Tan pronto se hubo sentado, volvieron a llamar, y el señor Goon miró a Ern.
—Ve tú —le dijo—. Debe ser esa mujer otra vez. Dile lo que quieras.
Ern obedeció bastante asustado. Al abrir la puerta, cayó sobre él un torrente de palabras.
—Oh, esta vez eres tú, ¿eh? Bueno, dile a tu tío que de qué sirve que presente una demanda por escrito, si no sé leer ni escribir. Pregúntaselo. Anda, ve a preguntárselo.
Y entonces, ante el inmenso asombro de Ern, la mujer de chal rojo le empujó mientras decía en un susurro:
—¡Ern! ¡Toma esto! ¡Y ahora dime que me vaya, de prisa!
Ern tragó saliva. Aquélla era la voz de Fatty sin lugar a dudas. ¿Aquél era Fatty con uno de sus disfraces? ¡Maravilloso! Fatty le guiñó un ojo y Ern encontró su voz.
—¡Largo de aquí! —gritó—. ¡Vaya una manera de molestar a mi tío! ¡Lárguese, le digo!

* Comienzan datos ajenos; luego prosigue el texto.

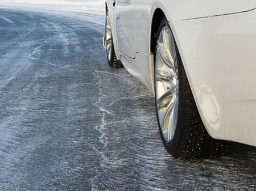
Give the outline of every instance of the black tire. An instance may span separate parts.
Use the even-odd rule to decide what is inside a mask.
[[[158,39],[161,29],[164,26],[169,27],[171,31],[169,23],[165,18],[161,22],[157,35]],[[229,142],[212,138],[206,130],[194,100],[175,41],[175,44],[179,71],[179,109],[177,125],[173,139],[171,142],[167,142],[161,130],[156,107],[161,139],[167,151],[175,158],[187,160],[219,158],[226,153]],[[156,49],[156,45],[157,43]],[[156,53],[156,51],[155,51],[155,53]],[[154,63],[155,57],[155,53]],[[155,100],[156,103],[156,98]]]
[[[108,13],[108,10],[107,10],[106,11],[106,17],[105,17],[105,36],[107,36],[106,33],[107,33],[107,14]],[[111,47],[111,55],[110,57],[109,57],[108,53],[108,49],[106,49],[106,52],[107,54],[107,58],[108,58],[108,62],[109,63],[109,65],[113,67],[114,68],[120,68],[122,67],[123,65],[122,64],[122,62],[121,61],[118,60],[117,58],[117,56],[115,55],[115,50],[114,48],[114,43],[113,41],[113,38],[111,40],[111,43],[112,44],[112,46]]]

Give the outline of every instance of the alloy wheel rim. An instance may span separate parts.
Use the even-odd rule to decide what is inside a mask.
[[[108,59],[110,61],[112,58],[111,56],[112,53],[112,32],[109,11],[107,12],[106,21],[106,47]]]
[[[179,108],[179,76],[174,38],[167,26],[158,38],[155,57],[155,96],[159,125],[167,142],[175,133]]]

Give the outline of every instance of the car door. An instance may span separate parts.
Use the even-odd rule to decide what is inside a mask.
[[[135,58],[136,52],[134,1],[113,1],[117,49],[131,58]]]

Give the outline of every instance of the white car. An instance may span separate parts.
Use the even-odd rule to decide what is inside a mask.
[[[175,158],[219,157],[228,141],[256,146],[255,0],[107,0],[109,63],[155,94]]]

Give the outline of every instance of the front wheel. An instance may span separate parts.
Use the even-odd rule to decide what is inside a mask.
[[[106,54],[109,65],[115,68],[121,67],[122,66],[122,63],[117,60],[115,53],[111,29],[110,17],[109,12],[108,10],[106,12],[105,37]]]
[[[174,37],[167,19],[162,21],[156,44],[155,92],[161,138],[175,158],[218,158],[228,142],[207,131],[194,100]]]

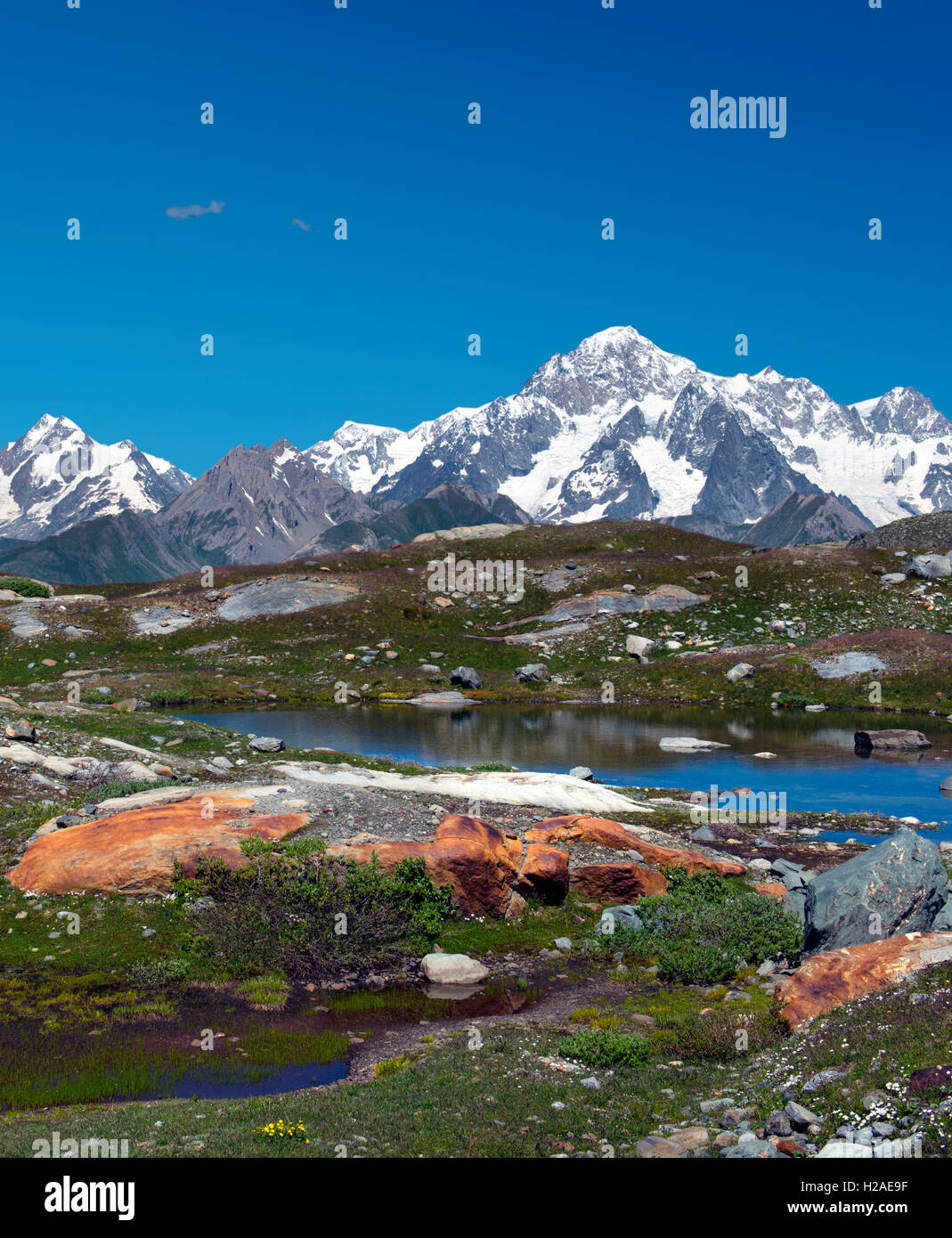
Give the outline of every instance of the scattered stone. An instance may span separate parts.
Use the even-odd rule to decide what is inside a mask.
[[[857,748],[895,749],[912,751],[919,748],[931,748],[921,730],[857,730],[853,733]]]
[[[807,1130],[810,1127],[823,1125],[823,1119],[818,1114],[807,1109],[803,1104],[797,1104],[796,1101],[787,1101],[784,1113],[797,1130]]]
[[[473,673],[475,675],[475,671]],[[516,680],[520,683],[548,683],[551,678],[552,675],[543,662],[527,662],[516,667]]]
[[[942,576],[952,576],[952,560],[948,555],[916,555],[904,563],[909,576],[920,576],[935,581]]]
[[[707,753],[714,748],[729,748],[713,739],[696,739],[692,735],[665,735],[657,744],[666,753]]]
[[[828,661],[810,664],[821,680],[844,680],[850,675],[865,675],[872,671],[888,670],[886,664],[873,654],[837,654]]]
[[[274,739],[270,735],[256,735],[249,748],[254,748],[256,753],[282,753],[285,750],[283,739]]]
[[[654,640],[649,640],[646,636],[630,635],[625,638],[625,652],[643,665],[650,661],[649,654],[654,647]]]
[[[449,675],[449,682],[458,683],[462,688],[468,688],[470,692],[477,692],[483,687],[482,676],[472,666],[457,666]]]
[[[947,899],[938,848],[904,826],[808,884],[803,951],[812,954],[868,942],[870,936],[925,931]]]

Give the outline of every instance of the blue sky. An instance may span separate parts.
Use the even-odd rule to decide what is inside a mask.
[[[0,438],[63,413],[198,473],[483,404],[628,323],[952,413],[952,17],[883,4],[9,6]],[[692,129],[711,89],[785,95],[787,135]]]

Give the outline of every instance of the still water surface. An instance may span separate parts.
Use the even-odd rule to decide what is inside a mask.
[[[943,823],[942,833],[952,822],[952,802],[938,790],[952,775],[952,725],[927,716],[625,704],[482,704],[465,709],[360,704],[191,717],[244,734],[276,735],[288,748],[323,747],[423,765],[505,761],[556,773],[588,765],[599,781],[619,786],[749,786],[785,792],[789,810],[912,816]],[[886,727],[921,730],[932,747],[869,756],[854,751],[855,730]],[[666,753],[657,747],[662,735],[695,735],[730,747],[711,753]],[[776,753],[776,759],[754,756],[760,751]]]

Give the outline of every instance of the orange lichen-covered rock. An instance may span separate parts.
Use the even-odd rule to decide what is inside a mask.
[[[907,932],[813,954],[774,990],[787,1024],[898,984],[932,963],[952,962],[952,932]]]
[[[546,817],[526,832],[526,838],[530,836],[532,842],[592,843],[614,847],[615,851],[631,851],[639,844],[639,839],[620,822],[608,817]]]
[[[546,817],[526,831],[531,842],[591,843],[615,851],[636,851],[647,864],[659,868],[685,868],[695,874],[708,869],[719,877],[743,877],[746,869],[733,860],[709,859],[701,852],[683,847],[659,847],[633,834],[618,821],[607,817],[563,816]]]
[[[667,894],[664,874],[641,864],[583,864],[573,870],[569,885],[583,898],[600,903],[631,903],[649,894]]]
[[[283,838],[309,820],[306,812],[249,812],[253,806],[250,799],[208,794],[68,826],[32,842],[6,877],[41,894],[161,894],[171,888],[176,860],[187,877],[203,857],[234,868],[245,863],[245,838]]]
[[[328,847],[327,854],[358,864],[369,864],[376,855],[385,869],[418,855],[437,885],[452,885],[464,915],[505,916],[519,872],[510,842],[478,817],[453,816],[439,823],[428,842],[343,844]],[[521,846],[519,851],[521,855]]]
[[[530,843],[516,889],[524,898],[560,904],[568,893],[568,852],[545,843]]]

Y cerró la puerta de golpe. El señor Goon le escuchaba asombrado desde la cocina. Vaya, Ern había sabido librarse de aquella mujer mucho más pronto que él. Aquel niño debía tener cierto talento a pesar de todo.
Ern se apresuró a leer la nota que Fatty había puesto en su mano.
«Esta noche. Observa las luces de la Colina de la Navidad. Escóndete en la cuneta junto al molino. A las doce. Mañana infórmanos».
Ern guardó la nota en su bolsillo tan emocionado que no es posible expresarlo con palabras. ¡Estaba empezando! ¡Iba a intervenir en un misterio! ¡Y no le diría ni una palabra a su tío! ¡Aquel Fatty! Mira que haber tenido la desfachatez de vestirse de aquella manera y aporrear la puerta de su tío. Ern entró en la cocina muy reanimado.
—¿De manera que te libraste de esa mujer? —le dijo su tío—. Bueno, espero que no vuelva a llamar.
Y así fue, la vieja se dirigió a la casa de Fatty, se quitó el disfraz en el cobertizo… y allí estaba otra vez Fatty, arrancándose la peluca de mujer y borrando las arrugas que pintara en su rostro. Sonrió.
—¡Qué bien he engañado a Goon! ¡Palabra que el rostro de Ern era todo un poema cuando comprendió que era yo y no una mujer!